After half an hour of desperately sticking little sprouts back into the pot and planting some new seeds since the rest are going to die, I decide against transplanting any more plants. I make some new pots with the new Miracle Gro soil that weirds me out and is NOT a part of my French fantasy and put all pots on the deck. Four days later I have one live wildflower seedling.

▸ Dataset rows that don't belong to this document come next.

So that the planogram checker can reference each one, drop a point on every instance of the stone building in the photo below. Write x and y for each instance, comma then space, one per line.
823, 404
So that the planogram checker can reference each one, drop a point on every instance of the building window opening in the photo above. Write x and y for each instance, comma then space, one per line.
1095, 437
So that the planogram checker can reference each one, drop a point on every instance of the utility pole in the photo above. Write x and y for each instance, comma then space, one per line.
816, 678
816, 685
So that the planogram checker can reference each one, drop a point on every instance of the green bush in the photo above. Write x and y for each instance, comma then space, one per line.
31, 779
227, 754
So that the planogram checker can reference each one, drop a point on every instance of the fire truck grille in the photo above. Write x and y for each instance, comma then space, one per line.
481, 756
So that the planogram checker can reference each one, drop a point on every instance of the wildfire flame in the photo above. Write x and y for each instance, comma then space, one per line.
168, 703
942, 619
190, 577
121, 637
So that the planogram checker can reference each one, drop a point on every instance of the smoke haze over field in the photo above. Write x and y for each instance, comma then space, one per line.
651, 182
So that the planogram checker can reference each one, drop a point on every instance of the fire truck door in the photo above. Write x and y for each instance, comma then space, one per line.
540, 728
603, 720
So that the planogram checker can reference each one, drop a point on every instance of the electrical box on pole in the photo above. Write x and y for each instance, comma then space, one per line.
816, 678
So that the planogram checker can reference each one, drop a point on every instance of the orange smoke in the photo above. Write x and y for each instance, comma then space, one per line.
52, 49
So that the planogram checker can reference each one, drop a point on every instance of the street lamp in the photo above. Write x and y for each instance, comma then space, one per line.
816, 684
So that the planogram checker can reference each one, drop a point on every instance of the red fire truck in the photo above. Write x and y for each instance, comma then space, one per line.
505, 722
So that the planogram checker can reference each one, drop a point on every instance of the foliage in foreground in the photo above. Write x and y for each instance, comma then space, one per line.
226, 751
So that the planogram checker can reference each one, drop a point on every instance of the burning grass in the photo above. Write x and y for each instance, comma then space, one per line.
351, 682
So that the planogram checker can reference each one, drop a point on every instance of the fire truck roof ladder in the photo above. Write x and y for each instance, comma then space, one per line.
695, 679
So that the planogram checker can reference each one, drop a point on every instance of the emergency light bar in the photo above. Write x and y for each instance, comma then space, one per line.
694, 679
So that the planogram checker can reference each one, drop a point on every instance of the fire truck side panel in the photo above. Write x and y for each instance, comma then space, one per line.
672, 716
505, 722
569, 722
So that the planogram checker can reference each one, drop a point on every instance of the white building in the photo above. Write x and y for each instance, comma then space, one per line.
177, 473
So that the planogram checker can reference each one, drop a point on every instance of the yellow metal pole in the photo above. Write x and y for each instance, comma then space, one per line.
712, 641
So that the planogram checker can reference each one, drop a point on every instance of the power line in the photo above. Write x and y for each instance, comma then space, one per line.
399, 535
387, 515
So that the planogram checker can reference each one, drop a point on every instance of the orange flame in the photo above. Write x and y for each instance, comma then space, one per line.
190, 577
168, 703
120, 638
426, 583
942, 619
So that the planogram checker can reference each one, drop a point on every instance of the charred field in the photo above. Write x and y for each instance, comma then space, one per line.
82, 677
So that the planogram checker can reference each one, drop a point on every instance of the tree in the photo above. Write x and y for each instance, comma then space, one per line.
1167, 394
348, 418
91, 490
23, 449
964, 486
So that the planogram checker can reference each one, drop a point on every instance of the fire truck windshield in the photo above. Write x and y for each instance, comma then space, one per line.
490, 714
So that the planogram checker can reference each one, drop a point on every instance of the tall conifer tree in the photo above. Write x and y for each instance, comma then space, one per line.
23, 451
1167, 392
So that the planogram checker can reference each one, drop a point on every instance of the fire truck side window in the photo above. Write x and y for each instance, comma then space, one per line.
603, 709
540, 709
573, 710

-Mistake 5- is not my fault, but fate. I wake and it is pouring rain. The boyfriend, who I could usually get to rescue the pots, is working OT and I have no one (save cat) to help me bring in the new plants as it torrentially downpours. I decide plastic bags are going to be the best I can do on one foot, and I finally hop over to the door to see little seedling carcasses floating in a puddle of death in the wildflower pot. I hop out in the rain (surgery dressing, pajamas, and all!) to rescue the plants but (-Mistake 6-) the deck is flooding. If you put your compost bucket (which is not compost yet but just watermelon rinds and mildew) on top of the drainage pipe to keep the cat from escaping to certain doom to the alley below through the drainage pipe, the roof will flood.

I get the water gushing off the roof (thankful the building below is currently unoccupied as I can't be accused of any resultant water damage) and rescue the struggling oregano and preserve the dignity of the wildflowers. Each plant gets its own happy hat of plastic bag and the wildflowers are pushed under the deck in a dunkin donuts bag. I hop inside, smearing mud all over the walls, but content that my flowers are rescued.

The sun comes out a few hours later and I hop back outside to unhat my happy little plants (-Mistake 7 as it is sun-showering.) By the time I come home from work it is chucking buckets again and I am back out in the rain on one foot and the wildflowers go back under the deck where they have been for two days until I see a clear blue sky (-Mistake 8-? CO2?)


They never even made it to seedlings, so I won't bother telling you what happened to the tomato seeds, because I don't know. Needless to say I won't be getting tomatoes this summer. Not even the fast sprout hybrid (wait did that say fast sprout or no sprout?).

So what's the lesson? Besides call my friend the gardener before any more gardening disasters? There's always a grand conclusion, especially if it involves a Mississippi-sized flood on the back roof.

The lesson: I'm writing about it. I've spent 50 dollars on soil and seeds and planter kits and all I've got are dirty garbage bags on the back porch and mud on my little shoe the doctor gave me for my healing foot. I have 8 Mistakes, but I've got step 2 of Christine's road to happiness: "flowers and cat on the deck." Does it matter that because of cat the deck flooded and the flowers are dead? I will keep you posted as I decide.